Where there is a flow over a concave surface, centrifugal instabilities can develop causing the formation of an array of Vortices. These vortices are aligned with their axes parallel to the main direction of flow with adjacent vortices rotating in opposite senses.
These are laminar flows and are sometimes known as Görtler-Taylor (or Taylor-Görtler) vortex flows, but are often subdivided into Taylor flows and Görtler flows.
Taylor flows occur between two rotating concentric cylinders. At low rotation rates, there is Couette Flow, but for higher rotation rates (of one or both cylinders), Taylor vortices develop. Figure 1 illustrates the arrangement of these vortices in an annulus. The point at which these vortices develop is dependent on the rotation rates of both the inner and outer cylinders and the width of the gap. The conditions over which such vortices are found are discussed in both Schlichting (1968), Tritton (1977) and Rosenhead (1963).

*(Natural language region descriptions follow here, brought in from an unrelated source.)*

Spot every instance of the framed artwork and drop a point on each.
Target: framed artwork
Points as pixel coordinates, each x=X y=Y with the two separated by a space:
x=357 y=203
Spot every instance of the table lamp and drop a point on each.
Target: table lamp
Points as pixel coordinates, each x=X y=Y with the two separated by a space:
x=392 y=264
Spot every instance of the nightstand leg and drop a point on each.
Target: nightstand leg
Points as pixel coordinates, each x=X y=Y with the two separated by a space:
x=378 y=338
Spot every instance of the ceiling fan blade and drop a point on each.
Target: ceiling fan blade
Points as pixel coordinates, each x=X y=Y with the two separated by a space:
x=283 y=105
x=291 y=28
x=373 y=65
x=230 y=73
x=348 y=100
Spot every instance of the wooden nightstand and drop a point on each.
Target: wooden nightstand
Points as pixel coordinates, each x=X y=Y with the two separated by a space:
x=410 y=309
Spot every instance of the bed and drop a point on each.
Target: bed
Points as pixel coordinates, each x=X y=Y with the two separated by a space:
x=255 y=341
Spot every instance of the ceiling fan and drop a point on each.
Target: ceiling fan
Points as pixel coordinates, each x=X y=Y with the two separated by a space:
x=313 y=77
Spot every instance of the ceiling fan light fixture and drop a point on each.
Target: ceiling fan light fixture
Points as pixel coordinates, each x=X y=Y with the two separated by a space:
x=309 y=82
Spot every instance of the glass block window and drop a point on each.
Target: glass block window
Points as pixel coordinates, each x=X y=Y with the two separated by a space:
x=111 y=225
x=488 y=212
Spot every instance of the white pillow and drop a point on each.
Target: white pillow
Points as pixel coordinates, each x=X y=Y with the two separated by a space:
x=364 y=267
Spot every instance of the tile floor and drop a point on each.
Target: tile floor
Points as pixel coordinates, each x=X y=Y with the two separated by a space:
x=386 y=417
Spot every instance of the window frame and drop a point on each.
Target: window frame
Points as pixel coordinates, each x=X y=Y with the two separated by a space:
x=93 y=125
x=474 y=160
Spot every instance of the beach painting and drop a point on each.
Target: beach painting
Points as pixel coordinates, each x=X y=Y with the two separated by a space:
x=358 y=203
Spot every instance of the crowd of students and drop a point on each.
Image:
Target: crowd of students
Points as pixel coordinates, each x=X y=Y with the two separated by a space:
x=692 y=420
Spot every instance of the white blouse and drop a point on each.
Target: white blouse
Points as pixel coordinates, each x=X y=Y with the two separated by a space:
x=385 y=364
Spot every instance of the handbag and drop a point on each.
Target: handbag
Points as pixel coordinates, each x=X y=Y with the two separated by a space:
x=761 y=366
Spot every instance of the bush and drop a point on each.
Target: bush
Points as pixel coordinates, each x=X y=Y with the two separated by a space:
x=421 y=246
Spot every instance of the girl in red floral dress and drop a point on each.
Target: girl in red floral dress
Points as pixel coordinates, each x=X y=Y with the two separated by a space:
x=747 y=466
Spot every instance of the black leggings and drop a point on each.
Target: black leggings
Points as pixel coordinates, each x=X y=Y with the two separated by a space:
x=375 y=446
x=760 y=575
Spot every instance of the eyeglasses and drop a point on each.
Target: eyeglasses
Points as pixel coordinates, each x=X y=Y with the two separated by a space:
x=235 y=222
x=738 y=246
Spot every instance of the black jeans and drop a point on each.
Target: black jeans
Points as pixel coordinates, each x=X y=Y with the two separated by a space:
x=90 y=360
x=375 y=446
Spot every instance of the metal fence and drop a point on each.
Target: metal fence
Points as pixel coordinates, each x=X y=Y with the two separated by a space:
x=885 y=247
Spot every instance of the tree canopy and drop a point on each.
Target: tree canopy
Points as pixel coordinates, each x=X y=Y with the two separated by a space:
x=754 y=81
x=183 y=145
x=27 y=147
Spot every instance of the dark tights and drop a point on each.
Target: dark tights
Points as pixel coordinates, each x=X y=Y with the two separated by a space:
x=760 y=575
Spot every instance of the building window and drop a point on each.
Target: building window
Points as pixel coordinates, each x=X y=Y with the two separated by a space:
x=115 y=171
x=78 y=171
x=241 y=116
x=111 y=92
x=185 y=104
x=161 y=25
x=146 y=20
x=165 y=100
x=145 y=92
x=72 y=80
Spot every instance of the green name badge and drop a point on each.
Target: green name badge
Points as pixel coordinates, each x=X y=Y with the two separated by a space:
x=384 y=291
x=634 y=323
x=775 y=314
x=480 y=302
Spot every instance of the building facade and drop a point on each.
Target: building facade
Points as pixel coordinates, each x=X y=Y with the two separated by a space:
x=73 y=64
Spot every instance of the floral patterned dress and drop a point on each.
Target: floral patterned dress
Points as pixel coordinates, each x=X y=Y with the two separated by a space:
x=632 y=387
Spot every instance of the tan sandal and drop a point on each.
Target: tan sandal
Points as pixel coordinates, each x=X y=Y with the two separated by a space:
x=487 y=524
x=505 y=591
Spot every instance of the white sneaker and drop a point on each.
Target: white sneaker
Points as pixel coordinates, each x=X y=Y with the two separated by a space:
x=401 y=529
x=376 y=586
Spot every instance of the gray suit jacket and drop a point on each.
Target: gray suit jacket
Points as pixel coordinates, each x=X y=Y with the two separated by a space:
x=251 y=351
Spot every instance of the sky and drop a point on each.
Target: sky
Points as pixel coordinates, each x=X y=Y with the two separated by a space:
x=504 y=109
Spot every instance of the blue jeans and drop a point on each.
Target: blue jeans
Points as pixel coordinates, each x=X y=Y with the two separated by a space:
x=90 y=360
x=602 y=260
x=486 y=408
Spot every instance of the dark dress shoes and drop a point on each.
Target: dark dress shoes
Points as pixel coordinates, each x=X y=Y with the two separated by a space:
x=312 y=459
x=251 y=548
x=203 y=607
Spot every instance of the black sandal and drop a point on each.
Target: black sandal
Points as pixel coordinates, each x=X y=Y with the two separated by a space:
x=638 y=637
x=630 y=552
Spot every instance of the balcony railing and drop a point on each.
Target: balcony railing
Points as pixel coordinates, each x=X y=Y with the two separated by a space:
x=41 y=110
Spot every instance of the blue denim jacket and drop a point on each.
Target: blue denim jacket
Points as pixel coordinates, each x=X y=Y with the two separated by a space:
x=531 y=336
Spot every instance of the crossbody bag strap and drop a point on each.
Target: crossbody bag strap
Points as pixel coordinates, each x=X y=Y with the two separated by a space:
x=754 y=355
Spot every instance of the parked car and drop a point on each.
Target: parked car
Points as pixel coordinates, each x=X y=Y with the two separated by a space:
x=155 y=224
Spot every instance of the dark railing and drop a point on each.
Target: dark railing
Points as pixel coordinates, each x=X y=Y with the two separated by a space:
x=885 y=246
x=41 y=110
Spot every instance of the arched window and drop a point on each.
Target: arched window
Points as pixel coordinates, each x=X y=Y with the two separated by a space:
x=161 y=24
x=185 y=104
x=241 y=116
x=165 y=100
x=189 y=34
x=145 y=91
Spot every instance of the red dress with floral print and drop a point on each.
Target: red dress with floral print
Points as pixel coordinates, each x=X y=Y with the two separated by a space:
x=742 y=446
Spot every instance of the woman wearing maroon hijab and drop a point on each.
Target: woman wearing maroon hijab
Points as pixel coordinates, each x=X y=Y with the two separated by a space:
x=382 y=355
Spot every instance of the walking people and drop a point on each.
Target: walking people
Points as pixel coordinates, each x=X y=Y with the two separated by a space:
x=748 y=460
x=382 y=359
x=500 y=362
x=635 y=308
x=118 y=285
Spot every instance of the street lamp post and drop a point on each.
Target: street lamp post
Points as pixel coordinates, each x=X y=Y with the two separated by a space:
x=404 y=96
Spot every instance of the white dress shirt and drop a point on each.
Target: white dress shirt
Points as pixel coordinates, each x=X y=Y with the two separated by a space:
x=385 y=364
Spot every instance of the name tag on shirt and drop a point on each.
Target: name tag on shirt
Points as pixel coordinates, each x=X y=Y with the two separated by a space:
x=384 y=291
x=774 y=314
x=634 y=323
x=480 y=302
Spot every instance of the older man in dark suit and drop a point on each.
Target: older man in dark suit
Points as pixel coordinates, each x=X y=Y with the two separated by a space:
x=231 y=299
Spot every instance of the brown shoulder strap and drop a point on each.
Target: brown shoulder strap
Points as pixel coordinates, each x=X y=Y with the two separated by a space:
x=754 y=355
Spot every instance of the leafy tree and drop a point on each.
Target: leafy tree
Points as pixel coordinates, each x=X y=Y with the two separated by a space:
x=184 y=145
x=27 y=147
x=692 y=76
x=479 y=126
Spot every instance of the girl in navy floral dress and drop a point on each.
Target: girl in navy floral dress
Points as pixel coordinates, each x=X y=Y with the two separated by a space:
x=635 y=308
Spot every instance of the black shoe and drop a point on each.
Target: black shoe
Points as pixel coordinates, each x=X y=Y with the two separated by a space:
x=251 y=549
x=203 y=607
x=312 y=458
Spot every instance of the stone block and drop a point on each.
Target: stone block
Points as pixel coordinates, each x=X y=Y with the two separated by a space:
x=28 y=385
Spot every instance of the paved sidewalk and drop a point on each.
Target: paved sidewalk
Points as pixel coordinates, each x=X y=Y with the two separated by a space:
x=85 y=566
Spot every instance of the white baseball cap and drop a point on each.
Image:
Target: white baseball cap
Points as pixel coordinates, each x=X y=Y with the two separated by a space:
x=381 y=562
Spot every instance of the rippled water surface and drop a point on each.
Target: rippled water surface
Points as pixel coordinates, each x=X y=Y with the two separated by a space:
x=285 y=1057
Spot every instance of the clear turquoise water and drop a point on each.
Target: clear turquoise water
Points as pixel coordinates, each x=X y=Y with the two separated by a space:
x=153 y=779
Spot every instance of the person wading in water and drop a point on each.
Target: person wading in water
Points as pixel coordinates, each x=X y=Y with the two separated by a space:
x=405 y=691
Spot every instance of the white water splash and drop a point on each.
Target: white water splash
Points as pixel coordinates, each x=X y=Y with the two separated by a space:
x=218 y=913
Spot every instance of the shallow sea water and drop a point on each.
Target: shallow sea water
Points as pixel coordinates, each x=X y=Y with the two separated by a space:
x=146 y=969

Görtler vortex flows are found where there is a flow over a concave surface. For sufficiently high flow speeds, centrifugal instabilities develop leading to the production of vortices in the boundary layer. This type flow are discussed in both Schlichting (1968), Rosenhead (1963) and Saric (1994) and is illustrated in Figure 1.
Rosenhead, L. (1963) Laminar Boundary Layers, Oxford University Press, London.
Saric, W. S. (1994) Görtler vortices, Annu. Rev. Fluid Mech., 26, 379-409.
Schlichting, H. (1968) Boundary-Layer Theory, McGraw-Hill, New York.
Tritton, D. J. (1977) Physical Fluid Dynamics, Van Nostrand Reinhold, Wokingham, UK.